Mdcheck
From Eigenvector Documentation Wiki
Contents |
Purpose
Missing Data Checker and infiller.
Synopsis
- [flag,missmap,infilled] = mdcheck(data,options)
Description
This function checks for missing data and infills it using a PCA model if desired. The input is the data to be checked data as either a double array or a dataset object. Optional input options is a structure containing options for how the function is to run (see below).

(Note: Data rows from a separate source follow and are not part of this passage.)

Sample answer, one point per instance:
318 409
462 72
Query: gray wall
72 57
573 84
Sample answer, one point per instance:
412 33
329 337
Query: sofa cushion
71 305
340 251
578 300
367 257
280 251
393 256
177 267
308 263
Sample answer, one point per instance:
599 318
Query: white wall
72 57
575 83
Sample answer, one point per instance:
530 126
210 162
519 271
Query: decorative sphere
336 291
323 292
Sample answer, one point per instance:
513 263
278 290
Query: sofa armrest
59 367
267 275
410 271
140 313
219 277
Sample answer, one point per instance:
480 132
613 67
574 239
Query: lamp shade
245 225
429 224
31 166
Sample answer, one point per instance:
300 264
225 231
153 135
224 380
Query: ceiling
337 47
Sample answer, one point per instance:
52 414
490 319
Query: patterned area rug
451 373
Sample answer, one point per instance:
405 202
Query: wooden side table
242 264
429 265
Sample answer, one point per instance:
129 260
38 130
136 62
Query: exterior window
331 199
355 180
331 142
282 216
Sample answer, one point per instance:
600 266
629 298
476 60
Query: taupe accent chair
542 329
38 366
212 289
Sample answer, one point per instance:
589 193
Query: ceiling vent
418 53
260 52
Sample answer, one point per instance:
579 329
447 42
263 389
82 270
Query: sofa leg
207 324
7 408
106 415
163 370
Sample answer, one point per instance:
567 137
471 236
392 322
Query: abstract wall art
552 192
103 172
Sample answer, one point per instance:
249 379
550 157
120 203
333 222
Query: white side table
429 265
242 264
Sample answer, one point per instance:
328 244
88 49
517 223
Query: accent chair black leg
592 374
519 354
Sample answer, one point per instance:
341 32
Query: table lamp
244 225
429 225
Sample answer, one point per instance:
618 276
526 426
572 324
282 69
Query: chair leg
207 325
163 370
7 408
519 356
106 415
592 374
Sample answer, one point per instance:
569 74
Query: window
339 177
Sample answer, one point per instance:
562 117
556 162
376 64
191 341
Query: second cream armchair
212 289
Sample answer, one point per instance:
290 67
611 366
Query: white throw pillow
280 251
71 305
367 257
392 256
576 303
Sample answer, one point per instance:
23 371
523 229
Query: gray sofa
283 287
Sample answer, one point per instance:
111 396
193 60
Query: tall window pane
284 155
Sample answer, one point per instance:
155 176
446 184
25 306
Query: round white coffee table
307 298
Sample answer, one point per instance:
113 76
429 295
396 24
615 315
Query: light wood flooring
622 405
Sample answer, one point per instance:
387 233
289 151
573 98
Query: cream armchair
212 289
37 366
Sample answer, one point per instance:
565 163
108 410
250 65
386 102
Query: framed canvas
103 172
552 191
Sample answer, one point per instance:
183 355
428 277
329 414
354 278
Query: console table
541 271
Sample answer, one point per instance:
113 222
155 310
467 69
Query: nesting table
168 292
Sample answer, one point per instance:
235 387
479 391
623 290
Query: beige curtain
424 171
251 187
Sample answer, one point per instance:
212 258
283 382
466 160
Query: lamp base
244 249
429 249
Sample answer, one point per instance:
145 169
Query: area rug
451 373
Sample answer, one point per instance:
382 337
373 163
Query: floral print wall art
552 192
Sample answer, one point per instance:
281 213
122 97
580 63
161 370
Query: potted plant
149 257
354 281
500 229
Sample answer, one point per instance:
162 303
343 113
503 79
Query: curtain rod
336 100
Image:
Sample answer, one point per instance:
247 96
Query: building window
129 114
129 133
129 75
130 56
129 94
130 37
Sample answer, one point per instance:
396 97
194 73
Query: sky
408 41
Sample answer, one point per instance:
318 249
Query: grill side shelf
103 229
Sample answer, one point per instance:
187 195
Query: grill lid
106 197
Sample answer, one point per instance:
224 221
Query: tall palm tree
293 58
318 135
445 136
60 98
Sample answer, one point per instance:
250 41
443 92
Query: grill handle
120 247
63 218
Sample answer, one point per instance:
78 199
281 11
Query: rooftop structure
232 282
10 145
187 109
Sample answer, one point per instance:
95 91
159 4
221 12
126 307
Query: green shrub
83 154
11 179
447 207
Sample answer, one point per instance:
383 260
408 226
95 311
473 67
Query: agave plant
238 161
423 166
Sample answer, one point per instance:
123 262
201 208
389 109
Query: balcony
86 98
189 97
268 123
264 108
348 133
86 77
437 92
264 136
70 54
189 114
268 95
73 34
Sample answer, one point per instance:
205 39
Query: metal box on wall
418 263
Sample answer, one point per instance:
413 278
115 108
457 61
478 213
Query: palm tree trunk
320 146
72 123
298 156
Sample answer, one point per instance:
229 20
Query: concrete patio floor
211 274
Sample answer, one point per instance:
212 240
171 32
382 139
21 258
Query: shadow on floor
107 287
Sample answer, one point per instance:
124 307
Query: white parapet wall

Outputs are the fraction of missing data flag, a map of the locations of the missing data as an unint8 variable missmap, and the data with the missing values filled in infilled. Depending on the plots option, a plot of the missing data may also be output.
Options
- options = a structure array with the following fields:
- frac_ssq: [{0.95}] desired fraction between 0 and 1 of variance to be captured by the PCA model,
- max_pcs: [{5}] maximum number of PCs in the model, if 0, then it uses the mean,
- meancenter: ['no' | {'yes'}], tells whether to use mean centering in the algorithm,
- recalcmean: ['no' | {'yes'}], recalculate mean center after each cycle of replacement (may improve results for small matricies),
- display: [{'off'} | 'on'], governs level of display,
- tolerance: [{1e-6 100}] convergence criteria, the first element is the minimum change and the second is the maximum number of iterations,
- max_missing: [{0.4}] maximum fraction of missing data with which MDCHECK will operate, and
- toomuch: [{'error'} | 'exclude'] what action should be taken if too much missing data is found. 'error' exit with error message, 'exclude' will exclude elements (rows/columns/slabs/etc) which contain too much missing data from the data before replacement. 'exclude' requires a dataset object as input for (data),
- algorithm: [ {'svd'} | 'nipals' ] specified the missing data algorithm to use, NIPALS typically used for large amounts of missing data or large multi-way arrays.
Note: MDCHECK captures up to options.frac_ssq of the variance using options.max_pcs or fewer PCA components.
The default options can be retreived using: options = mdcheck('options');.
Algorithm
The replacement algorithm is a successive approximations routine using PCA models to replace the data. Values for the missing data are first estimated using the mean of each variable. Then, a PCA model which captures a given percentage of the variance is calculated and the missing values are replaced again to be most consistent with the loadings of the PCA model (see the replace function.) The PCA model is recalculated using the newly replaced data and the process is repeated until the change in the replaced values drops below a threshold.
Using PCA to replace data generally works better than using the mean of a variable the because it uses the covariance in the data to estimate what the missing values should be. For example, given two variables:
A B 1 2 2 4 3 6 4 8 NaN 10
Replacement of the NaN in column A with the mean of A would make the value 2.5. However, given that column B is always 2x column A, a value of 5 would be more consistent with the covariance of the two variables. A PCA model gives the correct value but using a simple mean-variable replacement leads to a 50% error.